Я подошла к воротам, оставив Тони далеко позади. Обернулась, чтобы убедиться, что он снова не поедет за мной, и увидела, как он опустил голову на колени и накрыл её руками, пропуская сквозь пальцы аккуратно подстриженные белоснежные волосы. Я закрыла за собой калитку, но бегство не спасёт меня от отвратительных воспоминаний. Картина плачущего старика в инвалидном кресле будет постоянно вспыхивать в памяти. Из-за меня. Имя Тони обозначает «неоценимый». Нужно в словарь имён внести поправку: неоценимый Евой Таймерли.
Боль в сердце, которая не беспокоила меня уже несколько дней, неожиданно проснулась, и я, схватившись за грудь, опустилась на бетонный пол, приняв такую же позу, как и Тони за воротами, разделяющими нас. Хорошо, что я закрыла за собой калитку. Она не оснащена автоматикой, поэтому Тони придётся открыть её вручную. В таком состоянии он вряд ли соберётся искать меня. Если что, я успею убежать. Меня охватила такая паника, что я надеюсь, Тони останется дома.

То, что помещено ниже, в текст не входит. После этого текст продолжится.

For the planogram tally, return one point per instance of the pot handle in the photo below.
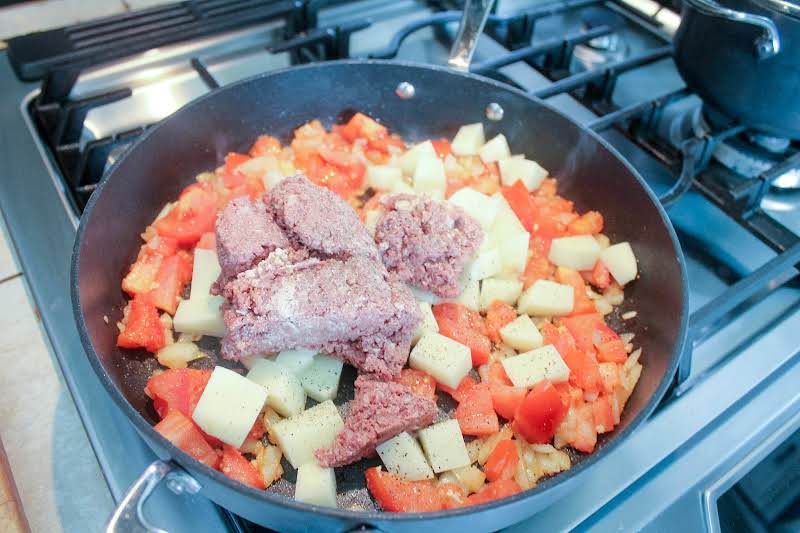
(766, 45)
(129, 516)
(473, 20)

Чёрт. Я сразу не поняла смысл его слов. Он понял, что я — это я. Как? Чем я выдала себя? Он сказал, что сравнивал фотографии со мной. Хочется кричать матом во всю глотку. Разве могла я ожидать от старичка такой внимательности? Мне удавалось водить вокруг пальца людей с более высоким интеллектом, но дело совсем не в этом. Тони не лгал, когда говорил, что любил меня, не смотря на любовниц и прочие соблазны. Он знает меня от и до. Все мои привычки, черты лица, манеру общаться. Меня это пугает. Это не он беспомощен, а я. Ничего не могу поделать с его зависимостью. По-другому никак не назовёшь, если только — старческое помешательство. Я недооценила его. Он всё знает. Он видит меня насквозь. Я на протяжении всей своей жизни боялась общения с незнакомыми людьми, а стоило бояться одного единственного разговора с Тони, который подчистую меня выдал. Это не бред без пяти минут потерявшего рассудок старика. Это осмысленный вывод. Это его последняя встреча с первой любовью.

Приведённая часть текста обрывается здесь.